Louisville officials unveiled a number of more severe measures aimed at stemming the spread of coronavirus in the community, in a press conference that synced up with Gov. Andy Beshear’s announcement of a new confirmed case of COVID-19 in Jefferson County.
There are now 10 cases in Kentucky, with two in Jefferson County.
Mayor Greg Fischer acknowledged the new case, saying the patient was in isolation but said he didn’t know whether it was the Humana worker reported earlier Thursday.
Fischer also issued an order canceling or postponing all events hosted by Metro, at Metro facilities or permitted by Metro, through April 5. Officials are urging people to avoid crowds and practice social distancing by staying six feet away from others to decrease the risk of transmitting the virus.
“We have the advantage of seeing what’s happened in other countries here, in the last two months or so. That gives us a good solid foundation for knowing that we need to act aggressively,” Fischer said.
Canceled events range from library story times to Kentucky Derby Festival events such as the Fillies Derby Ball. The ban will end before Thunder Over Louisville, which is scheduled for April 18 and expected to draw 725,000 attendees.
Churchill Downs, Inc., issued a press release Thursday saying plans to run the Kentucky Derby on May 2 remain in place, but that it may reevaluate that decision. Any changes to the event could have significant economic repercussions in the Louisville region.
“With the event still seven weeks away, a decision will be made closer to that date, with respect to postponing the event until later in the year, using the most recent information while working with and seeking guidance from public health experts and authorities,” the press release said.
The track will run races without spectators through March 28.
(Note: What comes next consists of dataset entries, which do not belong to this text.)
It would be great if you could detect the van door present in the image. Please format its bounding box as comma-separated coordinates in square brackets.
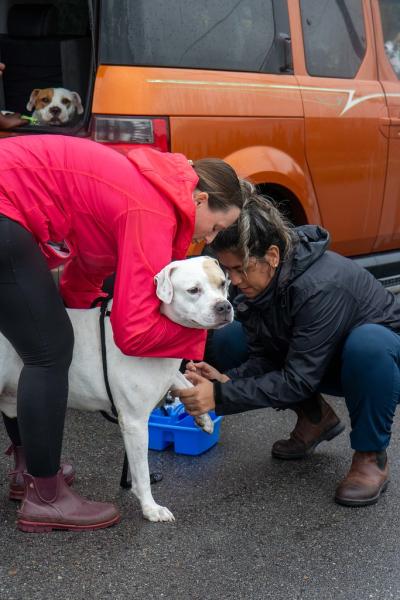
[373, 0, 400, 251]
[295, 0, 388, 255]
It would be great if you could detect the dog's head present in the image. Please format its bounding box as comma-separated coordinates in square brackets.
[154, 256, 233, 329]
[26, 88, 83, 125]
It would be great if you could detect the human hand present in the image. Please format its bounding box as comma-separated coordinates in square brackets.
[185, 361, 229, 383]
[0, 113, 26, 131]
[171, 372, 215, 417]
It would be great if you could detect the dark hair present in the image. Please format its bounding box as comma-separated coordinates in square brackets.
[193, 158, 245, 211]
[211, 190, 295, 267]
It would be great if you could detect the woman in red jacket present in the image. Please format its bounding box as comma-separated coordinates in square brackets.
[0, 135, 243, 531]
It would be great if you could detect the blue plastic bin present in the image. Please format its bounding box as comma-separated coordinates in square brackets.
[149, 402, 222, 456]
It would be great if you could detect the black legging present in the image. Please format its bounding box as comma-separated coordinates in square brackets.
[0, 215, 74, 477]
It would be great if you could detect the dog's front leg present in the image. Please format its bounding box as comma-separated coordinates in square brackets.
[172, 371, 214, 434]
[119, 415, 175, 521]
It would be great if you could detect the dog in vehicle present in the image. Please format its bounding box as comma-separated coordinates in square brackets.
[0, 256, 233, 521]
[26, 88, 84, 125]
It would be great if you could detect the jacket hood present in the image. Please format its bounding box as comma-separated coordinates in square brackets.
[128, 148, 199, 258]
[233, 225, 330, 320]
[279, 225, 330, 287]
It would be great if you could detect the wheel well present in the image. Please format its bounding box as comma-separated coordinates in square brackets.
[257, 183, 307, 225]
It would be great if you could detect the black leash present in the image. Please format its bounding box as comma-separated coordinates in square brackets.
[91, 293, 163, 490]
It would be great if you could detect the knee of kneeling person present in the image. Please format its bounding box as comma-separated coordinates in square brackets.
[342, 323, 395, 368]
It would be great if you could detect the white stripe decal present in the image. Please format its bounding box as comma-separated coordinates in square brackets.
[147, 79, 400, 117]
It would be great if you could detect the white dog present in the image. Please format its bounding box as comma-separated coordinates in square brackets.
[0, 257, 233, 521]
[26, 88, 83, 125]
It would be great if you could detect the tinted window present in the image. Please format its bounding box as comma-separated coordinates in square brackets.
[300, 0, 366, 78]
[100, 0, 288, 72]
[379, 0, 400, 79]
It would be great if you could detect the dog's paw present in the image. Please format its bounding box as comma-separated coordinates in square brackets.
[194, 413, 214, 434]
[143, 504, 175, 523]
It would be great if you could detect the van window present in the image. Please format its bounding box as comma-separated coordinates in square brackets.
[300, 0, 366, 78]
[100, 0, 289, 72]
[379, 0, 400, 79]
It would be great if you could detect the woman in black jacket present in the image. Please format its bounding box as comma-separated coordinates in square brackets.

Another development from the Thursday evening briefing was the announcement from councilman Markus Winkler of District 17, the head of the Metro Council’s Democratic caucus, who said he would be entering an ordinance on Monday to shift surplus funding away from pension payments to shore up emergency support for those affected by coronavirus.
Winkler said the $2.7 million could go to the Metro Department of Resilience and Community Services to deploy for emergency housing and food.
“Citizens should know that if their income sources are impacted through any sort of work stoppages, furloughs, those sorts of things, that they don’t need to worry that they’re going to go hungry, they don’t need to worry that they’re going to be homeless,” he said.
He said they were working with the administration to determine the exact mechanism for deploying the funding.
Council members discussed the proposal in a budget committee meeting Thursday evening.
President David James of District 6, a Democrat, voiced support, saying this could help those who earn too little, who do not get paid sick leave or who do not have childcare and therefore feel they cannot take off work.
“I think it’s important that this government say that we recognize that this is an emergency and that we stand ready to assist and please don’t panic because we are trying to help you,” he said.
But Anthony Piagentini of District 19, a Republican, said he thought shifting funding was a “huge mistake” because there is too little information available regarding what forms of public support might be needed. He described it as a “nice gesture” but questioned whether allocating funds this way would be most beneficial.